National Visualization per 2022

# Replace With STATE county Shapefile Folder
counties <- st_read("USAshapefile/USAshapefile")
## Reading layer `USA_Counties_(Generalized)' from data source 
##   `/Users/chsu/RStudio/info-201-finalproject-main 3/USAshapefile/USAshapefile' 
##   using driver `ESRI Shapefile'
## Simple feature collection with 3142 features and 60 fields
## Geometry type: MULTIPOLYGON
## Dimension:     XY
## Bounding box:  xmin: -178.2176 ymin: 18.92179 xmax: -66.96927 ymax: 71.40624
## Geodetic CRS:  WGS 84
df_final_temp <- df_final %>%
  rename(NAME = County) %>%
  group_by(NAME) %>%
  select(NAME, Population, Density)

mpv_temp <- mpv %>%
  rename(NAME = County) %>%
  group_by(NAME) %>%
  summarise(Victims = n()) %>%
  distinct() %>%
  ungroup()
#Dont change anything above this 

mpv_temp <- merge(df_final_temp,mpv_temp, by="NAME", all=TRUE) 
mpv_temp$NAME <- toupper(mpv_temp$NAME)
counties$NAME <- toupper(counties$NAME)
counties <- counties %>% filter(STATE_NAME!="Alaska")
mpv_temp <- mpv_temp %>%
  mutate(VictimRatio = Victims/Population * 1000)

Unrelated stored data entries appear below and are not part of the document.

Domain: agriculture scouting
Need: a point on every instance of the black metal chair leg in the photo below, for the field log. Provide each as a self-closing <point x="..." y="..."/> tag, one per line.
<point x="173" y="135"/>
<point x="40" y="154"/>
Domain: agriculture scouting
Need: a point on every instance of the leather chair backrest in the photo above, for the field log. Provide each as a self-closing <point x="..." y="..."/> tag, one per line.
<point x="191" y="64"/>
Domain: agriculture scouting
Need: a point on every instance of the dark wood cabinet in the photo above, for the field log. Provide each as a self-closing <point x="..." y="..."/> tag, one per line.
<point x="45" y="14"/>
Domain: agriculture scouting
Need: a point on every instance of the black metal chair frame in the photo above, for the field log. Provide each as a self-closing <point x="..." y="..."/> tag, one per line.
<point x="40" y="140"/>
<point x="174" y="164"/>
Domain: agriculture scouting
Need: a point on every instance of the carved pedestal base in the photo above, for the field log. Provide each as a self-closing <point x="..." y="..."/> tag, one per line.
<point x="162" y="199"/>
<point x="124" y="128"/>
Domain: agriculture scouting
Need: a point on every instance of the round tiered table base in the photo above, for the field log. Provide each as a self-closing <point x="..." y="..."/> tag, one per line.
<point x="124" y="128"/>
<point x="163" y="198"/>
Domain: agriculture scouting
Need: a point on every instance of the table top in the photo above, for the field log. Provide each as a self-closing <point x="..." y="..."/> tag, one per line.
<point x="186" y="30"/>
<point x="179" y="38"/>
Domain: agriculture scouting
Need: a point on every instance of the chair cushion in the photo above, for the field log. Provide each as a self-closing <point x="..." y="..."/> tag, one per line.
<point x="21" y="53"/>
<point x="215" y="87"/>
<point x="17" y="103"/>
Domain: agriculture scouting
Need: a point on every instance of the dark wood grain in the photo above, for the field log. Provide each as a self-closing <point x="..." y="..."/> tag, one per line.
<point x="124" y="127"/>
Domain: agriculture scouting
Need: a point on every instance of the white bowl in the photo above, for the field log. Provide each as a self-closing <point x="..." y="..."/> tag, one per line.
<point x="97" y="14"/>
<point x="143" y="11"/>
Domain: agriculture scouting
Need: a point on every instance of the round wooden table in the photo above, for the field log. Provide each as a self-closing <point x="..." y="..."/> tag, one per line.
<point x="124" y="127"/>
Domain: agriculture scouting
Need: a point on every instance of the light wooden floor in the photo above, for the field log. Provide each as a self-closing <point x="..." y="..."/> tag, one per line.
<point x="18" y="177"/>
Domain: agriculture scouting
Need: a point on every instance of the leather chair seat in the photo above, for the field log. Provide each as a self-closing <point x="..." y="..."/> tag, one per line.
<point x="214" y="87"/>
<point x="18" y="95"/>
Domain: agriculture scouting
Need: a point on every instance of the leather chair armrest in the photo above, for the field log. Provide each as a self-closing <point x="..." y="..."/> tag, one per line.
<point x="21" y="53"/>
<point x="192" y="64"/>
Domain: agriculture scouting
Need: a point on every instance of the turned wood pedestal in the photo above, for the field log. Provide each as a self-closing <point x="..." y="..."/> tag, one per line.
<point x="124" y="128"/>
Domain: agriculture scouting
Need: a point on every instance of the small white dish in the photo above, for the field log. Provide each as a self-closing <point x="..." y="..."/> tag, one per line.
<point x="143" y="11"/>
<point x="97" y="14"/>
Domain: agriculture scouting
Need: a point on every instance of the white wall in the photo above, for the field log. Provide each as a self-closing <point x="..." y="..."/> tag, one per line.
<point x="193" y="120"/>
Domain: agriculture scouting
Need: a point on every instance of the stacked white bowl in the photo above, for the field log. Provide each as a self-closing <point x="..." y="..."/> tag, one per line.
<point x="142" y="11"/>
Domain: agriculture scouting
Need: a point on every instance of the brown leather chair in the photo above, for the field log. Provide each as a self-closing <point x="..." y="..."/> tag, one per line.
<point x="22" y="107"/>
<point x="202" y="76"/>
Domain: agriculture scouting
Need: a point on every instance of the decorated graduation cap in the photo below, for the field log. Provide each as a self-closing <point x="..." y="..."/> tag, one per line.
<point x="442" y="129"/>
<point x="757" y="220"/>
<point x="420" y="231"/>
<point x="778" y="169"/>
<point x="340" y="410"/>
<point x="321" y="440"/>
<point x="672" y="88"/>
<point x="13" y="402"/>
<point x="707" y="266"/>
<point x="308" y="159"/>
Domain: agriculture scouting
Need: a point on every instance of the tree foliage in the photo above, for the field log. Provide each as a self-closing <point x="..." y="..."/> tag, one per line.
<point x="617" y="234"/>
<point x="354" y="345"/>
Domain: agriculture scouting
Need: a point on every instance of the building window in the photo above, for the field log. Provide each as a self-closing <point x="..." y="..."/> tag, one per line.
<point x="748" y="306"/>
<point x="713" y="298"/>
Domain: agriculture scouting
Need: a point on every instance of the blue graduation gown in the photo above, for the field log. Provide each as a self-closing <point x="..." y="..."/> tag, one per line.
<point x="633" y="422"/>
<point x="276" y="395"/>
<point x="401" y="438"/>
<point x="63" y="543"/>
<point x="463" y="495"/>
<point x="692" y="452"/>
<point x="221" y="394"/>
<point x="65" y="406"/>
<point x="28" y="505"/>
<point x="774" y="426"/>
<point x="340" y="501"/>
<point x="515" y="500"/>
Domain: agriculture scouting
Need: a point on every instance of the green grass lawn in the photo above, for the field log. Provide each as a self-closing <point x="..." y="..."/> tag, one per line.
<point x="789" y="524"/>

map_data <- merge(counties, mpv_temp, by.x = "NAME", by.y = "NAME", all = FALSE)
map_data <- map_data %>%
  mutate(VictimRatio = ifelse((VictimRatio==0), NA , VictimRatio))
 
leaflet(data = map_data) %>%
  addProviderTiles("OpenStreetMap.Mapnik") %>%
  addPolygons(
    data = map_data,
    fillColor = ~colorQuantile("YlOrRd", map_data$VictimRatio, n = 10)(map_data$VictimRatio),,
    fillOpacity = 0.7,
    color = "lightblue",
    weight = 1,
    label = ~paste(NAME, "<br>", "Victims per 1000:", formatC(VictimRatio, format = "f", digits = 1))
  ) %>%
  addScaleBar(position = "bottomleft") %>%
  addMiniMap(position = "bottomleft") %>%
  addControl("zoomSlider", position = "topright") %>%
  addFullscreenControl()
## Warning in RColorBrewer::brewer.pal(max(3, n), palette): n too large, allowed maximum for palette YlOrRd is 9
## Returning the palette you asked for with that many colors